Vector network analyzer (VNA) is a measuring instrument which is primarily used to measure S parameters which determines RF (radio frequency) performance microwave devices. VNA is also called as a gain phase meter due to the fact that they are able to measure both the gain and phase of the device under test. They were also called Automatic Network Analyzer in the 1970s, even though the most popular term is VNA. Some vendors like Keysight prefer the term PNA, which can refer to Performance Network Analyzers. 

Nowadays, it is getting popular among power electronic engineers too due to the high accuracy measurements required for control loop stability and impedance measurements. They can be used to characterize active and passive devices. Active devices include amplifiers, opamps, mixers, and tuners. Passive devices includes capacitors, inductors, ferrites and resistors. In general, they can be used to characterize a device with excellent accuracy since the measurements are band limited and the fixtures can be de-embedded. Generally, they are costly equipment even though cheaper versions like Omicron Bode 100 are available. Most common VNAs are two port devices, even though higher number of ports are available too. They are commonly used in signal integrity and power integrity measurements. Signal integrity measurements are required to characterize transmission lines accurately which in the end affect the signal quality. Even though the final quality of signal is measured in time domain using time domain reflectometer (TDR), the channel characterizations are performed or analysed better in frequency domain. This makes it necessary to have a VNA for signal integrity measurements.

VNA is an essential tool in power integrity measurements too. Characterizing a power supply and its associated power distribution network (PDN) is an important aspect of any processor power supply. The quality of the PDN and power supply affect the quality of signal too. So it is becoming extremely important to have a good flat PDN to avoid surprises. Multiple antiresonant peaks (parallel resonances) result in rogue waves which can generate voltages that are higher the individual responses at the antiresonant peaks. It is very important to suppress these antiresonant peaks to obtain a flat PDN response. The quality factor of antiresoances are suppressed by introducing losses into the system. High equivalent series resistance (ESR) capacitors are an option to reduce the antiresonant peaks. Final checking has to be performed with VNA. A characterisation with VNA makes sure that the impedance seen by a chip is flat to provide clean power to the chip. The characterization of PDN requires that the VNA is capable of making measurements in the range of micro ohms. Target impedance sets a target on the maximum impedance a flat PDN should have to provide. This is the ratio of maximum allowed voltage ripple to the maximum allowed current. Nowadays microohms of target impedances are common.
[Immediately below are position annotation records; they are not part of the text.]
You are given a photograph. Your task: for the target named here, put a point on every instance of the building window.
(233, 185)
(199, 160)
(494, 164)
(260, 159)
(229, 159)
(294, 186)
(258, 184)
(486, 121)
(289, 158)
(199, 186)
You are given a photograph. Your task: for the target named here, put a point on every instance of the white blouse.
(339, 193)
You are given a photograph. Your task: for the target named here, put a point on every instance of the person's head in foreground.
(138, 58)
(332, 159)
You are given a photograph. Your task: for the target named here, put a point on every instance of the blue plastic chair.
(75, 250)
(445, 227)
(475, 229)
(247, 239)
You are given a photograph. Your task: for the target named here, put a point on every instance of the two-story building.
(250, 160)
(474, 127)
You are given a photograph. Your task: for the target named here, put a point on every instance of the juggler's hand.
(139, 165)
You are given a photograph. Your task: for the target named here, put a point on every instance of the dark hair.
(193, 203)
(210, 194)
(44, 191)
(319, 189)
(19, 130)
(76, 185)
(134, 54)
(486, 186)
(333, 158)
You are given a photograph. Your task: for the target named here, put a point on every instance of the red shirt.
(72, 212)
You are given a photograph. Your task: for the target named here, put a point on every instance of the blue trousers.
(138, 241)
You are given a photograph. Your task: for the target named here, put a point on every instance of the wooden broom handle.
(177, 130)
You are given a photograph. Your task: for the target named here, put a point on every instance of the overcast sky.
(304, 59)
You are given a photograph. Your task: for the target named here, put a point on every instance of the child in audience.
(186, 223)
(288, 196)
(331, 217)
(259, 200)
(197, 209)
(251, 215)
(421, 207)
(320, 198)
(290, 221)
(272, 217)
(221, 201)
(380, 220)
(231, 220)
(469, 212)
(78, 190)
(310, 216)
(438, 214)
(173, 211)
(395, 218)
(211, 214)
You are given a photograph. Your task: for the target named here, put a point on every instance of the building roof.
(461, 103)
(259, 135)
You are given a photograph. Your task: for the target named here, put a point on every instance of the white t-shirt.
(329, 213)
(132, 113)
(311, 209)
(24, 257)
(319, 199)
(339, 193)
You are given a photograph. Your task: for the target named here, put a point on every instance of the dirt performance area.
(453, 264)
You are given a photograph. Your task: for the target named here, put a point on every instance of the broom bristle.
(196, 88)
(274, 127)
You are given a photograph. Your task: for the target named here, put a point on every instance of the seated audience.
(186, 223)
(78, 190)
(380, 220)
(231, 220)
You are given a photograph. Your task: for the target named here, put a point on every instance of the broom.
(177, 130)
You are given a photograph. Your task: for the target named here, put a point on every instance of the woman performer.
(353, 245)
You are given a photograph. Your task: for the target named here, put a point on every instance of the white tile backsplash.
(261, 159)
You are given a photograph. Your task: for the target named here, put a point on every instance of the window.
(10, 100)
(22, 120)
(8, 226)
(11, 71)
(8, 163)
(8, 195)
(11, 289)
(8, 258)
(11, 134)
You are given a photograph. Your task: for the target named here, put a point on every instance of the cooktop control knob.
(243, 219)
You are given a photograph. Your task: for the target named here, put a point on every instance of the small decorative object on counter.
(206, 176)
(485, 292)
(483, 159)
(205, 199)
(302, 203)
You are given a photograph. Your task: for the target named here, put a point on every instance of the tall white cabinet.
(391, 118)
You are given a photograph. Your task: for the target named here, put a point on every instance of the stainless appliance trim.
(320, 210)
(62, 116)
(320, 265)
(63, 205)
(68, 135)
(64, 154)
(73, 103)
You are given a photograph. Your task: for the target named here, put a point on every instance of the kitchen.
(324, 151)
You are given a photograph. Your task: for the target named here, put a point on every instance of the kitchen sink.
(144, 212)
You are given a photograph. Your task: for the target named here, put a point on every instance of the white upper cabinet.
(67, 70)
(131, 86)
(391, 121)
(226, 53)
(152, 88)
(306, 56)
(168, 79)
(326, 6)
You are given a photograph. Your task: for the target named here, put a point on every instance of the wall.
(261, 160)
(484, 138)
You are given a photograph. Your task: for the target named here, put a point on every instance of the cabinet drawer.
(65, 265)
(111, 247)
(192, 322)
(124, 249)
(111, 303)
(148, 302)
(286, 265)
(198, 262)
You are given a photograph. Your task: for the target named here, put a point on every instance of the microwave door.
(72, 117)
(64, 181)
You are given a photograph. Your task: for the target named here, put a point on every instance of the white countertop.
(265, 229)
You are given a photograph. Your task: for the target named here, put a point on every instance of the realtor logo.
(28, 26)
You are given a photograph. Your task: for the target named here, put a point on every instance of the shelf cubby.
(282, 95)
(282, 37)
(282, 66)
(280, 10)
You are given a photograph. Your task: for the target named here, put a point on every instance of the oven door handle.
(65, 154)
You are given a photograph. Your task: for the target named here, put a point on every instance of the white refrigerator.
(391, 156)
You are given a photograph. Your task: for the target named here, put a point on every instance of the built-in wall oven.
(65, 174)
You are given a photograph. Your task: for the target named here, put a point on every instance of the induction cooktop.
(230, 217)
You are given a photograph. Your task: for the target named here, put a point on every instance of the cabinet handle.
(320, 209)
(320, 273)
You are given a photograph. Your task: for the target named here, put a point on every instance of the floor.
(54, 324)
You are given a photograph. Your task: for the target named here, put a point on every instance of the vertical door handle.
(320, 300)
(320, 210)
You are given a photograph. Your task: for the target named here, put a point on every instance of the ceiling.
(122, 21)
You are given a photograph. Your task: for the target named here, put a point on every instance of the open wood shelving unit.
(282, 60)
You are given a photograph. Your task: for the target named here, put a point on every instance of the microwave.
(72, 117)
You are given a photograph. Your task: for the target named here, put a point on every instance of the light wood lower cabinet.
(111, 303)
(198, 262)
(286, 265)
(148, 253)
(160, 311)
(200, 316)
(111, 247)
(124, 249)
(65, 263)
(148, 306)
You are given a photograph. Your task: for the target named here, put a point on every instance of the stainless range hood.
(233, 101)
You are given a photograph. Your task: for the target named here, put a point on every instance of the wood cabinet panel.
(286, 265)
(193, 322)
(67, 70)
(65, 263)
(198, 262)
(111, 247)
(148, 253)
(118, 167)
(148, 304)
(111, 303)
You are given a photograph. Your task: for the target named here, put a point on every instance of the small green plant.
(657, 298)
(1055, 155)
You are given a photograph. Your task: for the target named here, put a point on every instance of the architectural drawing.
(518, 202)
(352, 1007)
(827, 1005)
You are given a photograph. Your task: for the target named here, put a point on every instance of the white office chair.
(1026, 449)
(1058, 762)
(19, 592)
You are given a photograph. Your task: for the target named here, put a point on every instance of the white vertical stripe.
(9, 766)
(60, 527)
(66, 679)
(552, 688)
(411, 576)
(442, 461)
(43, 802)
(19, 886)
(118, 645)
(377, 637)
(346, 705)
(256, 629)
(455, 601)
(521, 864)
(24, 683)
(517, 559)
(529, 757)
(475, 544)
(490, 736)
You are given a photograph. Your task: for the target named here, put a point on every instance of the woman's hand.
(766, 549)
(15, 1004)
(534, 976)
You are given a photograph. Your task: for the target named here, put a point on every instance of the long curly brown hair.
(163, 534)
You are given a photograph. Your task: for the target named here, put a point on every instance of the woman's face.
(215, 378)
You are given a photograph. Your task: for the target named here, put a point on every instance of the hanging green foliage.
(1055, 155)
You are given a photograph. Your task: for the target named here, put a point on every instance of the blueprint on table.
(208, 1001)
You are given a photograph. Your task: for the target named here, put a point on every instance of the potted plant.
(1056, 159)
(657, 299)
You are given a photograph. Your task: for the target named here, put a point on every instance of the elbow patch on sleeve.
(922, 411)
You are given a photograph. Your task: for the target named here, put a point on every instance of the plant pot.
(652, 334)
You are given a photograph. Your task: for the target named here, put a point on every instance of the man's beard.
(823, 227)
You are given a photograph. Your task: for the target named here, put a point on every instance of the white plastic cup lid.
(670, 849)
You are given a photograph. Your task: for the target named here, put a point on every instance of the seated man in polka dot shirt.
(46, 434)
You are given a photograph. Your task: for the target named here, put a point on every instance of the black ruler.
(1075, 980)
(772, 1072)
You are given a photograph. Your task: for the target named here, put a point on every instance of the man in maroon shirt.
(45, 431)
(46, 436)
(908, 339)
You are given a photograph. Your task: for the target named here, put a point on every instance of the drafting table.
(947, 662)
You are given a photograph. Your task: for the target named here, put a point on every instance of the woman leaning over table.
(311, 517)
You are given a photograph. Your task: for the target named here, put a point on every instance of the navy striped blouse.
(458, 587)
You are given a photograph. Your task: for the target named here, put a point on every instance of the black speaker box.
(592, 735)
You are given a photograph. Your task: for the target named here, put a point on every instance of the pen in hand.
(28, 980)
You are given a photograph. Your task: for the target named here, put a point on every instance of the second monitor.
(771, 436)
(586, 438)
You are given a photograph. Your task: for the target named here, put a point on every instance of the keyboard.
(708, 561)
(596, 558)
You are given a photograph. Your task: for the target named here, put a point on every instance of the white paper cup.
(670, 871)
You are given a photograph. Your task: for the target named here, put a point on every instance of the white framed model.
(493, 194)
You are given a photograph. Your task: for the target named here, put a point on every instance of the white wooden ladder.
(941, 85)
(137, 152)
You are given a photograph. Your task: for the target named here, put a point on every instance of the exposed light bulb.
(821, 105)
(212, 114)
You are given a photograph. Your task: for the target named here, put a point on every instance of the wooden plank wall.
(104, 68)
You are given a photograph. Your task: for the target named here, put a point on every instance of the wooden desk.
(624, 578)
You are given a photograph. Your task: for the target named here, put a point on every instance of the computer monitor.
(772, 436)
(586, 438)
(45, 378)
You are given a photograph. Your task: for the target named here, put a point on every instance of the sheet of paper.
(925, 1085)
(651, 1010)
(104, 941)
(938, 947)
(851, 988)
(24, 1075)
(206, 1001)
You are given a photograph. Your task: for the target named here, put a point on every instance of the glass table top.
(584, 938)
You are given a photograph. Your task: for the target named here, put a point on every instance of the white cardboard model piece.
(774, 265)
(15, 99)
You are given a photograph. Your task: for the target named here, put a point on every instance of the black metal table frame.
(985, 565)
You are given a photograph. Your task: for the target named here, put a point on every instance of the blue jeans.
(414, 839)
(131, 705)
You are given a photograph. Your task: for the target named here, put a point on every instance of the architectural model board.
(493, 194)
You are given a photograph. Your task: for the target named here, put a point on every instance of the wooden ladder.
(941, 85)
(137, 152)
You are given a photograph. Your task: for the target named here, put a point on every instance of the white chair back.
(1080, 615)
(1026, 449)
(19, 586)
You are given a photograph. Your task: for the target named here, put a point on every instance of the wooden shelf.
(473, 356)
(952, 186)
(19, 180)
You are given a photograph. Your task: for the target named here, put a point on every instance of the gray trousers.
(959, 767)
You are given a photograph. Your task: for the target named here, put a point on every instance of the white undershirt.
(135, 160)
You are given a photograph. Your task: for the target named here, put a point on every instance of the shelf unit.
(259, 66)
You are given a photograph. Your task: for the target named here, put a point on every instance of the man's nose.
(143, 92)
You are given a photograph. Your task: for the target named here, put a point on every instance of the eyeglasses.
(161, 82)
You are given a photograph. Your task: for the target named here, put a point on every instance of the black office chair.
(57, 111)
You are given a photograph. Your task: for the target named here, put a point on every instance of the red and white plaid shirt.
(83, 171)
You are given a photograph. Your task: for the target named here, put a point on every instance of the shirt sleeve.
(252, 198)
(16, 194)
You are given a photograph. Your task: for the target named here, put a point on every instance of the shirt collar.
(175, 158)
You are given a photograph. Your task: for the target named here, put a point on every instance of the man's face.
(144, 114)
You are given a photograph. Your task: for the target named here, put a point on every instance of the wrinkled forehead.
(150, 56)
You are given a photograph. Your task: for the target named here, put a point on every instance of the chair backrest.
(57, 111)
To accurately measure such low impedances a Vector Network Analyzer should be properly calibrated and the fixtures should be deembedded. De-embedding is the process by which we mathematically remove the impact of fixtures from the device under test (DUT). Very low impedances are accurately measured using 2-port shunt through measurements. Another common method of measuring impedance is by series measurements, even though they are suitable for impedances in the ohms range. 2-port shunt through impedance comes with an inherent ground loop, which is solved using either a coaxial transformer or a semi-floating amplifier.